The hundreds chart is a fixture of elementary classrooms. Such a fixture that most of us probably don’t stop to think about it.

That’s where I come in.


The trouble with place value is that it is too easy.

Q: Why does the hundreds chart have 10 columns?

A: Because our number system is base-10.

Q: Why does the hundreds chart have 10 rows?

A: Because our number system is base-10.

These answers are so simple that they mask the conceptual complexity underlying place value.

The hundreds chart is rich with patterns.

The double-digit numbers lie diagonally.


If you start with a number in the top row and read diagonally down and to the left, the digits of the numbers sum to the number in the top row.

Example starting with 9.


Example starting with 8.


And on and on.

Why do these patterns exist? Because the structure of the hundreds chart matches the structure of the number system.

But there is something unsatisfying about this answer.

So here’s a thought experiment.

The Mayans had a quasi-base-20 place value number system.
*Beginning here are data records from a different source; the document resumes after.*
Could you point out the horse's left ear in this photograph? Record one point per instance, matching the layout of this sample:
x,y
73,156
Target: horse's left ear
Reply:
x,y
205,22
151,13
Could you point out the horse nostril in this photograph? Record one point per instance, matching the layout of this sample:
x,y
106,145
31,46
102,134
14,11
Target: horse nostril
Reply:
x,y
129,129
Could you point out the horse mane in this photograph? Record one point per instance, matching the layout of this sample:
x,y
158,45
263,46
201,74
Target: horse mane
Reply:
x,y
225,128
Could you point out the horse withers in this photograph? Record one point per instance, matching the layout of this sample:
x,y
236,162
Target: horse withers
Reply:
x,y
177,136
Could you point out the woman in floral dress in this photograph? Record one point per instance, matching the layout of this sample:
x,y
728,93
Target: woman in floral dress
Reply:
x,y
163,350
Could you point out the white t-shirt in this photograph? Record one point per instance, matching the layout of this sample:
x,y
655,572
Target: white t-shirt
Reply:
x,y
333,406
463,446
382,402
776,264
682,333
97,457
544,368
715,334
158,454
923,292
Quasi-base-20 because the third place was not worth 20 twenties, but only 18 twenties. All other places have value 20 times the previous.

Imagine stepping into a second-grade classroom in a modern society that used the Mayan numeration system. What chart would they have on their walls instead of our hundreds chart?
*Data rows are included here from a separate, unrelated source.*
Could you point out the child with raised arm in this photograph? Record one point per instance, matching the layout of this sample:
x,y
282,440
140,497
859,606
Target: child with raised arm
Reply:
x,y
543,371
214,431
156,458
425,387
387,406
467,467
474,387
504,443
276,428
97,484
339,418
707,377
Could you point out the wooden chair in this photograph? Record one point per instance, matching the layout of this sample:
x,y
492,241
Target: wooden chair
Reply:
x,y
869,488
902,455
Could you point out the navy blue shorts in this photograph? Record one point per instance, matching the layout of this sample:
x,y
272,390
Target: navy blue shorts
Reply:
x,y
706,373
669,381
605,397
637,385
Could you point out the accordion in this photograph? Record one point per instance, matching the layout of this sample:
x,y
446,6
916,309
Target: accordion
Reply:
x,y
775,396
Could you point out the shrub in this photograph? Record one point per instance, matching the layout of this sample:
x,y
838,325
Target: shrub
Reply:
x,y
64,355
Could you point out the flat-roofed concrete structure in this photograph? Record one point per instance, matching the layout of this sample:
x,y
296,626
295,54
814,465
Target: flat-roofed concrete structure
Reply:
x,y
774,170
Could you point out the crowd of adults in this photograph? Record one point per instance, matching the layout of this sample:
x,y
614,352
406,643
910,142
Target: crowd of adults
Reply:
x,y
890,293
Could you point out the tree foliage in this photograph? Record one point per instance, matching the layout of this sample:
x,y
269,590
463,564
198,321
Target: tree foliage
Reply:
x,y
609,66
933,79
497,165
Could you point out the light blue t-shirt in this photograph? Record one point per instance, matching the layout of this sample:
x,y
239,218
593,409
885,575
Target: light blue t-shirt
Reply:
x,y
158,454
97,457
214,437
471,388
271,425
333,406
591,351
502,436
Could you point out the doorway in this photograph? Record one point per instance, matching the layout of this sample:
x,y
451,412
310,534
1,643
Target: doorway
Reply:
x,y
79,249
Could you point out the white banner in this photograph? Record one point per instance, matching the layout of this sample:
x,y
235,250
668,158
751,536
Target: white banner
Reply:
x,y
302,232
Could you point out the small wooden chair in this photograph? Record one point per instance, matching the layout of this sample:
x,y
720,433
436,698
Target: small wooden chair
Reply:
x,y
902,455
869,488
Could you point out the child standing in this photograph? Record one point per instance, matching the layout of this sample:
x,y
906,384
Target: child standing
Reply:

What would a Mayan “hundreds” chart look like?

I have used this question as one of two parts of an A assignment in my math content course for future elementary and special ed teachers for several years*.

A common answer in students’ first drafts is the following (this image from wikipedia):

This is no good.

We want to represent place value in the hundreds chart and this chart does not do that. All of these are single digit numbers as far as Mayan place value is concerned.

That chart above is the equivalent of one that goes 0—9 in our decimal place value system.

Another common example has literally 100 cells, in 10 rows of 10.

Also no good. That chart is based on the structure of our number system, not the structure of the Mayan number system.

No, we want a Mayan “hundreds” chart that has patterns equivalent to those we find in our hundreds chart. Patterns such as the ones highlighted above.

Here is what we need.

Credit to student Angela Drietz for the complete chart.

Credit to student Angela Drietz for the complete chart.

Here are the double-digit numbers.



And if you look closely, you can add the “digits” on the leftward-running diagonal to get the number in the top row.



That, my friends, is the beauty of place value. It’s not 10, the quantity, that is special. It’s the set of symbols. It’s the 1 and the 0.


* The other part is to create number language to reflect the place value structure of the Mayan number system. How might the Mayans have read these numbers aloud? As far I know, no one knows the answer to how they did read them aloud, so the task allows for structured creativity.